Monique Villemin, Grégory's paternal grandmother, died from COVID-19 complications on 19 April 2020 at the age of 88. During the 2017 investigation, Monique was named by investigators as the author of a 1990 threatening letter sent to Judge Maurice Simon, who had succeeded Jean-Michel Lambert as investigating judge on the case in 1987.

In June 2025, Jacqueline Jacob, Grégory's octogenarian great-aunt, was questioned again with a view to indictment. News accounts indicated that police intended to use stylometry to determine whether Jacob can be connected to The Raven's writings.

==In popular culture==
The murder and investigation have been the subject of several documentary series including The Curse of the Vologne (France 3 2018) and Who Killed Little Gregory? (Netflix 2019).

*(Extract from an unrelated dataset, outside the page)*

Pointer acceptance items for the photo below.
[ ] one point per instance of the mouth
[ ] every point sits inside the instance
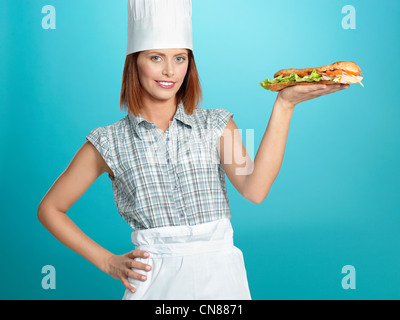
(166, 84)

The 6-episode 2021 French mini-series Une affaire française ( A French Case) dramatized the case, casting a harsh light on career-minded judicial investigators and a scapegoating, fact-free media. The writer Marguerite Duras (played by a chain-smoking Dominique Blanc) is depicted in a particularly damning light, as she insinuates herself into the investigation by accusing the mother of the crime, based on no evidence except her own fabricated psychological theories, helping to whip up a judicial witch-hunt.